Introduction of a new publication service providing a way to search an excerpt through the content of a publication.
Being able to search through a publication’s content is a useful feature, often expected by end users. We can offer a unified API for the wide variety of publication formats supported by Readium to make it easy for reading apps to implement such feature.
To ensure interoperability, this new Search Service will use the Locator model. This means that a mobile or desktop app could – with the same code – display a search interface for a remote Web Publication, if the Publication Server implements the proper Search Web Service.
Search can be implemented in many different ways, so being able to switch implementations without touching the UX layer would be valuable. For example, a reading app might want to use a full-text search database to improve search performance and search across multiple publications in the user bookshelf.
To begin a search interaction, call Publication::search()
with a text query. It returns a search iterator which can be used to crawl through Locator
occurrences, with next()
.
let searchIterator: SearchIterator = await publication.search("orange")
let page1: LocatorCollection = await searchIterator.next()
navigator.go(page1.locators[0])
The search iterator may also provide the total number of occurrences with resultCount
. This property is optional because it might not be available with all search algorithms.
"Found ${searchIterator.resultCount} occurrences"
A plain search can be an expensive operation. To keep the resource usage under control, the search results are paginated thanks to the search iterator. You can move forward in the pages with the next()
function, which returns a LocatorCollection
object.
One of the usual ways to present the results is as a scrollable list of occurrences. You can use next()
to implement the infinite scroll pattern by loading the next page of results when the user reaches the end of the scroll view.
After reaching the end of the publication, any subsequent call to next()
will return null
.
You don’t have any control over the number of items returned in a page. This depends on the implementation of the Search Service used. For example, a full-text search might return a constant number of locators per page, while a plain crawling search could return one page per publication resource.

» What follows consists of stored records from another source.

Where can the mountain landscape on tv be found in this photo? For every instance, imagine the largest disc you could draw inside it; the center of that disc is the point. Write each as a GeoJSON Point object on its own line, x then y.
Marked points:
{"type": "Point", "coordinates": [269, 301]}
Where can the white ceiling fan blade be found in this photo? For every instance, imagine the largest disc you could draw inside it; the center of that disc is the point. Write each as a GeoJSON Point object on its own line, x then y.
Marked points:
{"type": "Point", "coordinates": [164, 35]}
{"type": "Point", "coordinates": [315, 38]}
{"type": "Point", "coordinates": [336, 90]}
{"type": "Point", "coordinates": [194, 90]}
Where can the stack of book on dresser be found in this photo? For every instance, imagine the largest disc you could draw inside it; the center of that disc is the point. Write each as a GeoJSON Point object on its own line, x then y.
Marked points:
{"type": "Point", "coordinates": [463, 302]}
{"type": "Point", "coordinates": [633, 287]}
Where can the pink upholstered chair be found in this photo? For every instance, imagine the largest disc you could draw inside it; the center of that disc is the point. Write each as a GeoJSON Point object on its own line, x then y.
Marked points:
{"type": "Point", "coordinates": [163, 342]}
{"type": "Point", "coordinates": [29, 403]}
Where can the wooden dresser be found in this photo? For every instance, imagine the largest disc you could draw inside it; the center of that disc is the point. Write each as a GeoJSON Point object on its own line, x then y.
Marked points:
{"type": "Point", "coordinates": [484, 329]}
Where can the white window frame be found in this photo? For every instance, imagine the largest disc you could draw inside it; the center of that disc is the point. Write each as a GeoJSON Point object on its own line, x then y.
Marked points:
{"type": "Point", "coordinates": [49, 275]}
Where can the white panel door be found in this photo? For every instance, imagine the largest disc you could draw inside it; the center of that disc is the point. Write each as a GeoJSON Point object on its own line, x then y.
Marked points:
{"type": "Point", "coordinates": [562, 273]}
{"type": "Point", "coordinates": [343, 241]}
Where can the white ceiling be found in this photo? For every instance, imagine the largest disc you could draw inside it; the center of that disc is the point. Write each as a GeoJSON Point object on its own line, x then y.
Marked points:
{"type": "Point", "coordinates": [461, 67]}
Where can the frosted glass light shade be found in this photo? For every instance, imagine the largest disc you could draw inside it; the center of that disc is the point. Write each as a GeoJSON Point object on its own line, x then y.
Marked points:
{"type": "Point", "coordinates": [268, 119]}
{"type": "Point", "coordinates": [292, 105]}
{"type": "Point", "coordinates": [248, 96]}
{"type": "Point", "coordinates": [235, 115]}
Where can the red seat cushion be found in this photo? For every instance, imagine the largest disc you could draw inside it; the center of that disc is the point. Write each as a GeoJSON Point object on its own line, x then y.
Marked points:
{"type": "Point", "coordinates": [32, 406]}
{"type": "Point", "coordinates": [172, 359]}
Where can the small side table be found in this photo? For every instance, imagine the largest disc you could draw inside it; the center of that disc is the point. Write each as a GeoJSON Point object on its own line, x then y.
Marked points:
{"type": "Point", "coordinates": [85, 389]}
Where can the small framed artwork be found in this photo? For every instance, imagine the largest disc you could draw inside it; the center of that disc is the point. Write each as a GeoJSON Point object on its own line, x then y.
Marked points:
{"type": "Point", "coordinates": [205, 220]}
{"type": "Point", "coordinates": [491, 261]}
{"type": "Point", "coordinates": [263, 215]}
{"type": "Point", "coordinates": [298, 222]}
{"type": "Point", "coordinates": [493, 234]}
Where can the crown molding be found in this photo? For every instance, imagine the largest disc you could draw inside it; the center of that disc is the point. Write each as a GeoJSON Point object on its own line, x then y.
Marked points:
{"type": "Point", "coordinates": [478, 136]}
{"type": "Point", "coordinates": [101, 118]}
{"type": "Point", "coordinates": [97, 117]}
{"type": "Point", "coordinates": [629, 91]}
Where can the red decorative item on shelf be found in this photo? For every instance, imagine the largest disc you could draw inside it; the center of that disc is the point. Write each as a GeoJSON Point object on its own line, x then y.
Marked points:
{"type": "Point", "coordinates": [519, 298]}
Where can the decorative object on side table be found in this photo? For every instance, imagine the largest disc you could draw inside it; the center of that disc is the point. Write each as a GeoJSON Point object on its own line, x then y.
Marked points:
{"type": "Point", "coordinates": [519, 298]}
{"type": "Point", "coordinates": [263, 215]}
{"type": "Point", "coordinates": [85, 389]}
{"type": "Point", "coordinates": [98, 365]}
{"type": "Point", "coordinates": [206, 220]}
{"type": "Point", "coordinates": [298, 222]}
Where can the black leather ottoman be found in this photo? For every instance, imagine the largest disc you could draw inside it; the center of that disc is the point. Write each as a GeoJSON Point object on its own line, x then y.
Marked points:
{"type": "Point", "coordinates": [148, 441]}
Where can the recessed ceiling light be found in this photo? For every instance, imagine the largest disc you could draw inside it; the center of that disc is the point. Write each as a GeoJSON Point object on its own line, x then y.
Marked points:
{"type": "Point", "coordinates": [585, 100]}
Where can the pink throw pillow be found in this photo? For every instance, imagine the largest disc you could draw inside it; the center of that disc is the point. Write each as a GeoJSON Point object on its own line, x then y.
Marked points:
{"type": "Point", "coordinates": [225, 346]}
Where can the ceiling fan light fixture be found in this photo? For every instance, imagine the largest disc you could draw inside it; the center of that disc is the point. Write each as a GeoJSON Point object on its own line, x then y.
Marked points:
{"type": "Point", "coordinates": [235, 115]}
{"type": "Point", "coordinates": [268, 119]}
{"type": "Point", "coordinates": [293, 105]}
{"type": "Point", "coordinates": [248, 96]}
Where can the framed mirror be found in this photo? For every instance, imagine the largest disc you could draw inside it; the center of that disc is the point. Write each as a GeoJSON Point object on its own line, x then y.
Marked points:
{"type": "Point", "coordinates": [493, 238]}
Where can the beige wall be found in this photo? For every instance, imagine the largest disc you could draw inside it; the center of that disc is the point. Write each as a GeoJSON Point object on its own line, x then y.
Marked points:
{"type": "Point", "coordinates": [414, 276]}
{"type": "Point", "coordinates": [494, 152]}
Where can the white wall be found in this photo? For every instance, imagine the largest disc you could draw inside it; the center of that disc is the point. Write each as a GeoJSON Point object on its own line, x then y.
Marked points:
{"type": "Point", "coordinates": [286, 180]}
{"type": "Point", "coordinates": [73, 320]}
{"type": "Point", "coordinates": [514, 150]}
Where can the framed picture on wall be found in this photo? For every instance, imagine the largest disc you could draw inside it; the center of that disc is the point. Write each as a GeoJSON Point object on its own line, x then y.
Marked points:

The Search Service might keep some resources allocated for your search query, such as a cursor. To make sure they are recovered when the user is done with the search, do not forget to call close()
on the search iterator.
searchIterator.close()
Depending on the search algorithm, the Search Service might be able to offer options to customize how results are found. Query publication.searchOptions
to know which options are available for the publication.
When searching for a query, you can customize some of the supported search options.
let searchIterator = publication.search("recette kiwi", options: SearchOptions(
caseSensitive: false,
language: "fr",
])
Each option has an associated value – such as a boolean – to determine its action. The options in publication.searchOptions
will have the default values for the service. If you omit an option from the search query, its default value will be used.
You should adapt the user interface according to the available search options and their default value.
diacriticCheckbox.visible =
publication.searchOptions.diacriticSensitive ?: false
This new proposal does not impact any existing API. The Kotlin toolkit already provides a search feature implemented with mark.js, but its code is entirely in the test app, so out of scope for R2 modules. Reading apps are free to keep the implementation using mark.js and ignore the new Search Service.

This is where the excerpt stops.